Corseted by the “financial tire”, Switzerland says goodbye to some F-35 fighter jets it wanted to buy from the US


United States Air Force F-35A Lightning II jets land at RAF Lakenheath for training exercises in the United Kingdom on September 11, 2025. Illustrative image. PHOTO: Mark Cosgrove/News Images / Avalon / Profimedia
Switzerland will not be able to purchase all 36 planned American F-35 fighter jets due to additional costs presented by the United States, the federal authorities in Bern announced on Friday, according to AFP.
“Due to the foreseeable additional costs, it is not financially possible to maintain the originally planned number of 36 F-35As,” the Swiss government said in a statement.
As a result, the government instructed the Ministry of Defense “to purchase as many F-35A aircraft as the financial envelope voted by the Swiss population allows, i.e. 6 billion francs” (6.4 billion current euros), the statement said.
The Swiss have approved with a very small majority, just over 50%, a 6 billion franc tire to equip the country with a new fleet of fighter planes, the current F/A-18s will be out of service by 2030, notes Agerpres.

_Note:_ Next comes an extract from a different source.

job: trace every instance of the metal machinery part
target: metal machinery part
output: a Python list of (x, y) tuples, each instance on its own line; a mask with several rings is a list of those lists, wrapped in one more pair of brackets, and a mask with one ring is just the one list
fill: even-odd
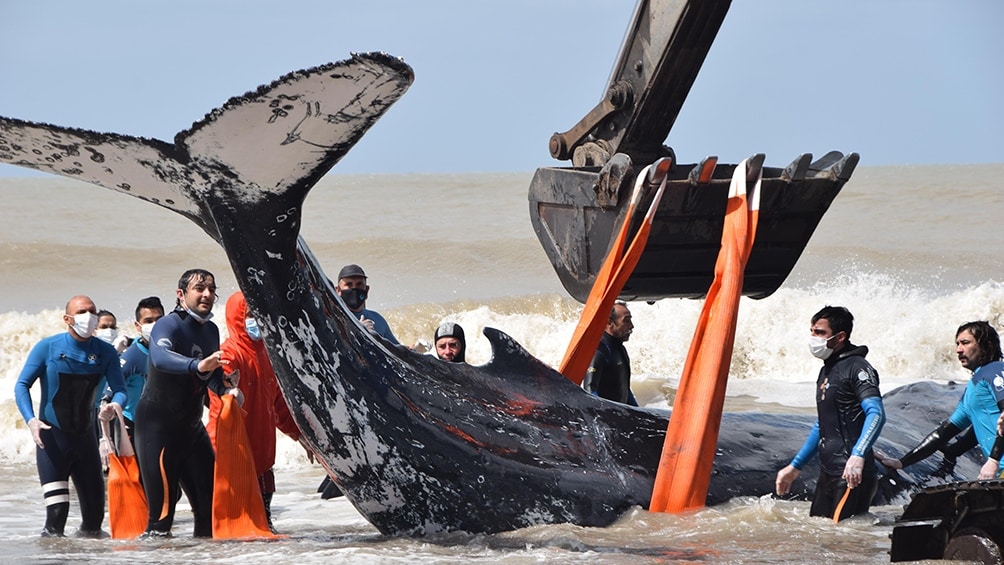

When it chose the F-35, the government claimed that the US aircraft was by far the best and most advantageously priced of all competitors (Rafale, F/A-18 and Eurofighter), and guaranteed that the purchase price would not change, citing US assurances to that effect.
On June 25, however, the Swiss government announced that the US was citing additional costs of between 650 million and 1.3 billion Swiss francs due to inflation, commodity price developments and other factors.
“Discussions held this summer with the United States showed that Switzerland cannot impose the fixed price agreed in the contract for the F-35A fighter jet,” the Bern government explained in the statement issued on Friday.